A collection of scripts that download all well data from the BC Provincial Observation Well Network, collecting them into a PostgresSQL database. The data are stored at this location. The program is designed to be running periodically and regularly update the database as new data becomes available.
The program contains 3 primary files, for the following uses
This script downloads the entire record of available data for all wells in the observation network. These data are stored on the server as individual csv files for each station, labelled as ***-data.csv. It overwrites any existing database with the new download of well data. This script is useful for creating a database from scratch if not already present. For updating an existing database it is recommended to use the pacfish_scraping_update.py
script
This script downloads recent (past 1-year) data for all wells in the observation network. These data are stored on the server as individual csv files for each station, labelled as ***-recent.csv. It checks whether any downloaded data are already present in the existing database, filtering these out to ensure that only new data are appended to the database. It requires an existing PostgreSQL database to update.
The preceding two scripts create a data-table named hourly
within the specified schema to contain all downloaded hourly data. This script generates two additional tables: daily_mean
contains the average records by day for each station. hourly_recent
contains only the hourly data for the preceding 1 year. Both tables are generated within the same schema.
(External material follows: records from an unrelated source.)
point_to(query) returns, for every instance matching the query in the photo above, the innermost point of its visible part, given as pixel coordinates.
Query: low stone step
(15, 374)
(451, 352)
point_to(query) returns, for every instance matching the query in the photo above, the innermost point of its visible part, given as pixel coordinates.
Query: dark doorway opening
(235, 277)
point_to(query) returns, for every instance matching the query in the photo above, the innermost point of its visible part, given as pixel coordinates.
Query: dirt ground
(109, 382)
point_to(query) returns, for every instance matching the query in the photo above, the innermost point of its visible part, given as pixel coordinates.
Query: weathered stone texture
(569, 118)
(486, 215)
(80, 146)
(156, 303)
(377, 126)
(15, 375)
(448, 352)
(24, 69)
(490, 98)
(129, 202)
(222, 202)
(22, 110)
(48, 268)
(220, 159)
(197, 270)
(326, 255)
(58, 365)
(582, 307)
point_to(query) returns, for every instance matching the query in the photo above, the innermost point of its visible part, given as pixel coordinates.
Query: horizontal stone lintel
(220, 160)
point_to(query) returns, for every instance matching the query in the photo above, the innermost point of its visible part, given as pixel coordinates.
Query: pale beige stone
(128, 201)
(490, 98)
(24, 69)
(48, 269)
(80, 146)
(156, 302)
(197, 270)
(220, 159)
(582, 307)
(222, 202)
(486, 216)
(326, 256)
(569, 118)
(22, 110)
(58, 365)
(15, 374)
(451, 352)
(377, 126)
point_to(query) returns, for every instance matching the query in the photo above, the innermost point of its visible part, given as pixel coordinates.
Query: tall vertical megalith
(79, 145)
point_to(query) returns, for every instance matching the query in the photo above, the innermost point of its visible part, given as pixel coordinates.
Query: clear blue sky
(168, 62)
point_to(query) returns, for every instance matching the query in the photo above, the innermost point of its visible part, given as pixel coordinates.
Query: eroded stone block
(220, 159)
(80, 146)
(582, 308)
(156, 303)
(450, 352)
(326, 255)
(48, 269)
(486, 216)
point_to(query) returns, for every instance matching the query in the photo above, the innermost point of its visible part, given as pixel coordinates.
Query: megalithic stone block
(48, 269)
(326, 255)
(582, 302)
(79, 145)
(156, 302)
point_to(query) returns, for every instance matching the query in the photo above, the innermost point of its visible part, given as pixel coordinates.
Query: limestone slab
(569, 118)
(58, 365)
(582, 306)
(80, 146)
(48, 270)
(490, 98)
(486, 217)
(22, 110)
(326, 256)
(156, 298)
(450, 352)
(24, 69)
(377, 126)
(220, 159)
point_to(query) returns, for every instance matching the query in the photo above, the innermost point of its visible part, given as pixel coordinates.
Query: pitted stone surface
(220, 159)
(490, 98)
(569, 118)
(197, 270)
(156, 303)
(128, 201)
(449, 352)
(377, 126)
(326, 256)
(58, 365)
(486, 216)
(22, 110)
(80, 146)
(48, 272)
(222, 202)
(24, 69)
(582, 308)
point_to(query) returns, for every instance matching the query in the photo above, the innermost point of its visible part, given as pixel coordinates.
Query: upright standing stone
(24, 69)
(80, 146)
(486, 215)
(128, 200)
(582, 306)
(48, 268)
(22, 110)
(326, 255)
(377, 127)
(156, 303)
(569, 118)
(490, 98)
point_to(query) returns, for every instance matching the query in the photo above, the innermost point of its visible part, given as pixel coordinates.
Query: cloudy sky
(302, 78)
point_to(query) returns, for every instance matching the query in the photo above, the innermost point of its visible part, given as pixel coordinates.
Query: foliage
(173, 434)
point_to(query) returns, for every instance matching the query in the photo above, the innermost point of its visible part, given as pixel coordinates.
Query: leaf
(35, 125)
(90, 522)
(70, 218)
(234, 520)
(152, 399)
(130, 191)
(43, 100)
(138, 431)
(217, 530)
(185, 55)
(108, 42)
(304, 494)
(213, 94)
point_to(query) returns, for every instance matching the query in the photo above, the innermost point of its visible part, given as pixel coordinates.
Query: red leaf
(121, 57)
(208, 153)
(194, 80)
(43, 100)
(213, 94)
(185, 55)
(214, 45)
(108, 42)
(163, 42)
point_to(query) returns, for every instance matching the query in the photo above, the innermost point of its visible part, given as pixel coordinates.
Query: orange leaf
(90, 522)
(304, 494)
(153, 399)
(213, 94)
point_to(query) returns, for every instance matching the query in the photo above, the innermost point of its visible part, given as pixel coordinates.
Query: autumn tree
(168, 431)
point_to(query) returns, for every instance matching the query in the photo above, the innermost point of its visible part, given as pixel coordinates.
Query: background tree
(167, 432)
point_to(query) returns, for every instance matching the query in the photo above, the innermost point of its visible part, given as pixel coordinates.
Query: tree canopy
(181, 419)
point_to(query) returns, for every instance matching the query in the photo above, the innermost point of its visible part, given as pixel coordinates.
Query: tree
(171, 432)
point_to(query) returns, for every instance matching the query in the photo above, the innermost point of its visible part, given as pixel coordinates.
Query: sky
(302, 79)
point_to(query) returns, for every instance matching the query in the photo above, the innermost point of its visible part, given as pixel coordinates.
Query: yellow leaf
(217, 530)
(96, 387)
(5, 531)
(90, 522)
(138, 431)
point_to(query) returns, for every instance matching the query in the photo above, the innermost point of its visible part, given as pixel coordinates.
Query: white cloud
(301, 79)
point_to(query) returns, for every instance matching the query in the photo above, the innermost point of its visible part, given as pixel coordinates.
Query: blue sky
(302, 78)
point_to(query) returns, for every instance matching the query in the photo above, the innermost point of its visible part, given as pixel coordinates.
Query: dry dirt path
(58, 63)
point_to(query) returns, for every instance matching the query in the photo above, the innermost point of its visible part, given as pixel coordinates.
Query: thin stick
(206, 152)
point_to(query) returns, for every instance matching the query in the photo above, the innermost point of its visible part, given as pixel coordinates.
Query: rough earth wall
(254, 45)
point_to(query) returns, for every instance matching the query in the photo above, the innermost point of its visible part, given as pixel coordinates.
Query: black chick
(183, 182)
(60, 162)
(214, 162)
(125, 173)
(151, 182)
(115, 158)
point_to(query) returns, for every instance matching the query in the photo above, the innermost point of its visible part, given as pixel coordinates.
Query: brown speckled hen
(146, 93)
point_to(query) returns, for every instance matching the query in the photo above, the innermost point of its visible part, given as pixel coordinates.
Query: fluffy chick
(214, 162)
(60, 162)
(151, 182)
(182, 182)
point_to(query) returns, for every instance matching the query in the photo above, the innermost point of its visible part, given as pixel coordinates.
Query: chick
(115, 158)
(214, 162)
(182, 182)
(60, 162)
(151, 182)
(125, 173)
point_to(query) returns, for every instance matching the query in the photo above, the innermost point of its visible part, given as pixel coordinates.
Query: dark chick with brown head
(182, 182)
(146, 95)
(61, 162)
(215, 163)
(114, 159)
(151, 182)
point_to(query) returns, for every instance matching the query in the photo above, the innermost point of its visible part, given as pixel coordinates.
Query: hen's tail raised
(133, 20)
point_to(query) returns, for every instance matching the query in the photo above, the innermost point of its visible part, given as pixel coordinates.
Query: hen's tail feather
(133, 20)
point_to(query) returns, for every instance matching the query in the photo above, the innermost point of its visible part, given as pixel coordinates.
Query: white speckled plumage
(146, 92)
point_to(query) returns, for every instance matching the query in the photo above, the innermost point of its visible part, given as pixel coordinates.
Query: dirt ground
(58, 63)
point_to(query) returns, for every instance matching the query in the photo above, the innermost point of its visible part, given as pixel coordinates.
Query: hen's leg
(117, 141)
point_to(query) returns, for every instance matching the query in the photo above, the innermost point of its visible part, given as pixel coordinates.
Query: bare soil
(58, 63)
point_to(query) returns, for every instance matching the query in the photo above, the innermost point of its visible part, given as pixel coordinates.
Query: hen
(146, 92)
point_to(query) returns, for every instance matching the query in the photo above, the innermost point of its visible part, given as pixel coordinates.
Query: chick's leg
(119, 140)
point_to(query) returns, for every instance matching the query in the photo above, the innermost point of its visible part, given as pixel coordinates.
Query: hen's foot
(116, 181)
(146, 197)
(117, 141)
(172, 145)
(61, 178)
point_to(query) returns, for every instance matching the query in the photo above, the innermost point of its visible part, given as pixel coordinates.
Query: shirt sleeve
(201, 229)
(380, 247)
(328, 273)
A working installation of PostgreSQL is required for using this script. The database should contain a schema titled obswell
within which data will be added. A file titled credentials.json
must be placed in the home directory, which contains the parameters for connecting to the Postgres database. This script should be structured as follows:
{
"user": "<USERNAME>",
"host": "<HOST IP: can be 'localhost'>",
"port": "<PORT: default is usually 5432>",
"dbname": "<DATABASE NAME>",
"password": "<USER PASSWORD>"
}
The credentials.json
file may optionally contain a parameter "schema": "<SCHEMA NAME>"
which specifies the database schema. This parameter is required in case the preferred schema is named something other than obswell
.
The scripts can simply be called from the command prompt/terminal to run in the background. Usually, either of the python scripts are run first, followed by the R script, which creates the secondary data tables from the downloaded primary data. The easiest method is to put calls to both scripts in a single .bat
or .sh
file:
cd /path/to/workingDir
python obswell_scraping_reset.py
Rscript create_ancil_data.R --vanilla